So that I presently narrated to Gladys the ensuing

“Fair Sou-Chong-Tee, by a shimmering brook

Where ghostlike lilies loomed tall and straight,

Met young Too-Hi, in a moonlit nook,

Where they cooed and kissed till the hour was late:

Then, with lanterns, a mandarin passed in state,

Named Hoo-Hung-Hoo of the Golden Band,

Who had wooed the maiden to be his mate⁠—

For these things occur in the Flowery Land.

“Now, Hoo-Hung-Hoo had written a book,

In seven volumes, to celebrate

The death of the Emperor’s thirteenth cook:

So, being a person whose power was great,

He ordered a herald to indicate

He would blind Too-Hi with a red-hot brand

And marry Sou-Chong at a quarter-past-eight⁠—

For these things occur in the Flowery Land.

“And the brand was hot, and the lovers shook

In their several shoes, when by lucky fate

A Dragon came, with his tail in a crook⁠—

A Dragon out of a Nankeen Plate⁠—

And gobbled the hard-hearted potentate

And all of his servants, and snorted, and

Passed on at a super-cyclonic rate⁠—

For these things occur in the Flowery Land.

“The lovers were wed at an early date,

And lived for the future, I understand,

In one continuous tête-à-tête⁠—

For these things occur⁠ ⁠… in the Flowery Land.”

Gladys wanted to know: “But what sort of house is a tête-à-tête? Is it like a palace?”

“It is very often much nicer than a palace,” I declared⁠—“provided of course you are only stopping over for a weekend.”

“And wasn’t it odd the Dragon should have come just when he did?”

“Oh, Gladys, Gladys! don’t tell me you are a realist.”

“No, I’m a precious angel,” she composedly responded, with a flavour of quotation.

“Well! it is precisely the intervention of the Dragon, Gladys, which proves the story is literature,” I announced. “Don’t you pity the poor Dragon, Gladys, who never gets a chance in life and has to live always between two book-covers?”

She said that couldn’t be so, because it would squash him.

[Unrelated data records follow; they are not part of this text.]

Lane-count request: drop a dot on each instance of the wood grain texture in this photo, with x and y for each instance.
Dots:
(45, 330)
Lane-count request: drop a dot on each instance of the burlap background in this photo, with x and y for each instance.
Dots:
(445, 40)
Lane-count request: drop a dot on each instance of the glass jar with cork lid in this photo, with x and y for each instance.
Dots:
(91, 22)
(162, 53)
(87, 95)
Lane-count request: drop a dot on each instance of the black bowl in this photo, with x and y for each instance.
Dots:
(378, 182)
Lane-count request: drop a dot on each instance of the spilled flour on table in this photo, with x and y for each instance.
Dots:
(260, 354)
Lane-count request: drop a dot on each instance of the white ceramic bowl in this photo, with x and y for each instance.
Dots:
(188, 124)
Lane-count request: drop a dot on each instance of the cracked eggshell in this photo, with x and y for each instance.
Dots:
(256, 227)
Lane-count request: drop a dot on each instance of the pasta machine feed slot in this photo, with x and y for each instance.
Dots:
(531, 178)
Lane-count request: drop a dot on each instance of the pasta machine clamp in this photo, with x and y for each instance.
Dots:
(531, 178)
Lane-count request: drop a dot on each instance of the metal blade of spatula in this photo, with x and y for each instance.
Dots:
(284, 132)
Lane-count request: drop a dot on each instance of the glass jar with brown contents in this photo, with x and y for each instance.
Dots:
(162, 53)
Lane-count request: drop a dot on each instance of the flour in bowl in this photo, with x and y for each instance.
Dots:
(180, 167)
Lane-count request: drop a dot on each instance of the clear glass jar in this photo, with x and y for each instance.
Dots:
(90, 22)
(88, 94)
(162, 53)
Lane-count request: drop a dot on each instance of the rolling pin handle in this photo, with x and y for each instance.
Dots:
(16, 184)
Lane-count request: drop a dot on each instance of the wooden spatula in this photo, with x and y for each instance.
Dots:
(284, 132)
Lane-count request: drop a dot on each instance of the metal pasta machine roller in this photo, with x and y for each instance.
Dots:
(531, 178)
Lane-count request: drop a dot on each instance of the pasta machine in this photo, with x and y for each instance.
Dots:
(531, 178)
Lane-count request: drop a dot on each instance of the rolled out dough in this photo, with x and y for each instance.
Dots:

“And yet, dear, it is perfectly true,” said Mrs. Hardress. The lean and handsome woman was regarding the pair of us curiously. “I didn’t know you cared for children, Mr. Townsend. Yes, she is my daughter.” She carried Gladys away, without much further speech.

Yet one Parthian comment in leaving me was flung over her shoulder, snappishly. “I wish you wouldn’t imitate John Charteris so. You are getting to be just a silly copy of him. You are just Jack where he is John. I think I shall call you Jack.”

“I wish you would,” I said, “if only because your sponsors happened to christen you Gillian. So it’s a bargain. And now when are we going for that pail of water?”

Mrs. Hardress wheeled, the child in her arms, so that she was looking at me, rather queerly, over the little round, yellow head. “And it was only Jill, as I remember, who got the spanking,” she said. “Oh, well! it always is just Jill who gets the spanking⁠—Jack.”

“But it was Jack who broke his crown,” said I; “Wasn’t it⁠—Jill?” It seemed a jest at the time. But before long we had made these nicknames a habit, when just we two were together. And the outcome of it all was not precisely a jest.⁠ ⁠…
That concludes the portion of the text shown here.